Patent Application Process
A patent can provide protection of an invention to the patent holder for a period of about 20 years. A patent is a grant by the U.S. Patent and Trademark Office (USPTO) that allows the patent owner to exclude others for a limited period of time from making, using, or selling an invention or from importing it into the U.S. Likewise, a patent owner has the right to decide who may use the invention during the time period in which it is protected, or he may sell the right to the invention to someone else. Therefore, it can be quite lucrative to seek patent protection for inventions that are not necessarily intended to be manufactured or used by the inventor or company owner itself.
The first step in securing a patent is filing a patent application. The application contents are critical in defining the scope of protection should a patent be awarded on the invention, and it generally contains: the title of the invention; an indication of its technical field; background; description of the invention in clear language and enough detail that an individual with an average understanding of the field could use or reproduce the invention; drawings (if necessary to understand the parts of the invention, how the parts work together, or how the invention works overall); and the claims, which is the key information that determines the extent of protection of the invention granted by the patent office.
In general, an invention is patentable if it is (1) Novel: contains at least some new characteristic that is not known in the body of existing knowledge in its technical field; (2) Nonobvious: shows an inventive step that could not obviously be deduced by a person with average knowledge of the technical field; and (3) Patentable: meets the basic criteria for patentability.

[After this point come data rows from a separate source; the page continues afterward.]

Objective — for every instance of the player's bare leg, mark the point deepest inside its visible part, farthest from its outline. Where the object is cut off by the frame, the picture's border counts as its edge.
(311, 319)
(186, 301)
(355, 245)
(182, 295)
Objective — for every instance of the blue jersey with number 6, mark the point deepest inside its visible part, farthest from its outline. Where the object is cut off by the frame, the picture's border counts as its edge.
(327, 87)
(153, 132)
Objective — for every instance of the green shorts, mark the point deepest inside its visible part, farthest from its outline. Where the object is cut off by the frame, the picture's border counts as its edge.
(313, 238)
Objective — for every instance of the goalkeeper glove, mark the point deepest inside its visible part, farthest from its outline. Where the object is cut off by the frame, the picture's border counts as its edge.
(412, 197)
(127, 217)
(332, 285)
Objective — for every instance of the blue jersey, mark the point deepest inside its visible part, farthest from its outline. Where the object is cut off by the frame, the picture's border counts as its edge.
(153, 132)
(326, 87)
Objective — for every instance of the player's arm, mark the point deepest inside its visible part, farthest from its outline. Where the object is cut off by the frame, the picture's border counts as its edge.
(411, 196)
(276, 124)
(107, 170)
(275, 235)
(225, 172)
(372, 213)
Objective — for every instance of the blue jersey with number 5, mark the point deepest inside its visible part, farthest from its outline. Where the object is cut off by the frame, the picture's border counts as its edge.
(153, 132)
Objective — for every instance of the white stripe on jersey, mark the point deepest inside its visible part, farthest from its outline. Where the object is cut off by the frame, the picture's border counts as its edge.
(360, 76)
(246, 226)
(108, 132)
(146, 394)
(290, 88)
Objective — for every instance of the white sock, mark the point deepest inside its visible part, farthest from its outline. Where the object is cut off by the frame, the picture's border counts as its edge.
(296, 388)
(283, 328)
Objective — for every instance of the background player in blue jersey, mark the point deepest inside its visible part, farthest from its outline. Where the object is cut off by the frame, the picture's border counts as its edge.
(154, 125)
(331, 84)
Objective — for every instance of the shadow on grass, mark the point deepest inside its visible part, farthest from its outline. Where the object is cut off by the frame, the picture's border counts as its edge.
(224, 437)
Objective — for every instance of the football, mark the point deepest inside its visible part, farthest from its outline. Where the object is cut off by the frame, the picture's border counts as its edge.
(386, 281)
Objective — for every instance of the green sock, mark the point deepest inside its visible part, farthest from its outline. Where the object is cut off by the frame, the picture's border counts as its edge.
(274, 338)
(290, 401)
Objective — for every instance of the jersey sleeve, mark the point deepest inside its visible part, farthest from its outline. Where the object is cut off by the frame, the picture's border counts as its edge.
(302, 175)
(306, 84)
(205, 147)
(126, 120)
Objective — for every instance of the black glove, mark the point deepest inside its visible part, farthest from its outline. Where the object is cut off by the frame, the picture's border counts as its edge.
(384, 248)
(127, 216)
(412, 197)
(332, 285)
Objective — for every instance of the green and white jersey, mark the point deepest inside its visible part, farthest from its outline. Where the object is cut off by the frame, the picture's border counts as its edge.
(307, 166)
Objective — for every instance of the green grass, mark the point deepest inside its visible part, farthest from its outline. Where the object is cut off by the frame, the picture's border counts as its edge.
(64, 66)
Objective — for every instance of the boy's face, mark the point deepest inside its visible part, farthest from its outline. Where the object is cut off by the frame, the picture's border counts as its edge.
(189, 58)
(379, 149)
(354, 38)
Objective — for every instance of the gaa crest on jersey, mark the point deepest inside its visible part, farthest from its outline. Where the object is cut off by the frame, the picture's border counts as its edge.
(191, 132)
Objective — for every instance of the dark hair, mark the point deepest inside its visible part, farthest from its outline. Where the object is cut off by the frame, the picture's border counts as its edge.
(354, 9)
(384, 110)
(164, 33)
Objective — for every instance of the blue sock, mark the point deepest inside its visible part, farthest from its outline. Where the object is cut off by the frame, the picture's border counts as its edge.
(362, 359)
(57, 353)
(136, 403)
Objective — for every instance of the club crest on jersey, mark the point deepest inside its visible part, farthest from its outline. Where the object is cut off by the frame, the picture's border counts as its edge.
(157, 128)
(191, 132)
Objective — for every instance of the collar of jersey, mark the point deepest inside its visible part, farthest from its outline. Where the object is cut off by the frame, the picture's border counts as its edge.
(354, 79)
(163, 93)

Provisional Patent Application
A provisional patent application (PPA) is usually filed to preserve the priority date for patent protection of an invention. PPAs are not examined for content and no patent is granted on the basis of a provisional application. Rather, the PPA starts the clock on a 12-month period in which an inventor can file a regular, nonprovisional application and claim the benefit of the filing date of the provisional application.
The benefits of filing a PPA versus a nonprovisional application at the outset depend on the stage of the invention and intentions of the inventor, but they generally include: (1) Inventor can take up to a year to assess whether the invention will sell before committing to the higher cost of filing and prosecuting a regular patent application; (2) a “Patent Pending” notice can then be used to deter others from infringing on the invention; and (3) a later nonprovisional application for the same invention can claim the benefit of the filing date of the PPA, yet the PPA is preserved in confidence while the inventor considers whether to pursue a nonprovisional application.
The only requirement for a PPA is that it must adequately describe how to make and use the invention. That is, a provisional patent application must include a description of how the invention works, but it is not necessary to include many of the other application parts, including claims, that are required for a nonprovisional application. A provisional patent application consists of text (the ‘specification’) and drawings that describe how to make and use your invention. This is generally a brief document written in plain English, with none of the arcane language used in regular patent applications. Likewise, drawings submitted in the PPA can be informal as long as they—in conjunction with the written statement—show how to make and use the invention.
Nonprovisional Patent Application
Unlike a provisional patent application, a nonprovisional application is the application that can result in a patent. To apply for a U.S. patent, the inventor–or the inventor’s attorney–files a nonprovisional patent application with the USPTO. To obtain a patent, the application must follow technical conventions and contain words and drawings to clearly: (1) demonstrate how to make and use the invention, (2) explain why the invention is different from all previous and similar developments (known as the prior art), and (3) precisely describe what aspects of the invention deserve the patent (the patent claims). This patent application will be examined by the USPTO, and will likely result in discussion between the applicant (or the applicant’s attorney) and the USPTO patent examiner.
If the application is eventually allowed, the applicant makes a payment for issuance and the patent is granted.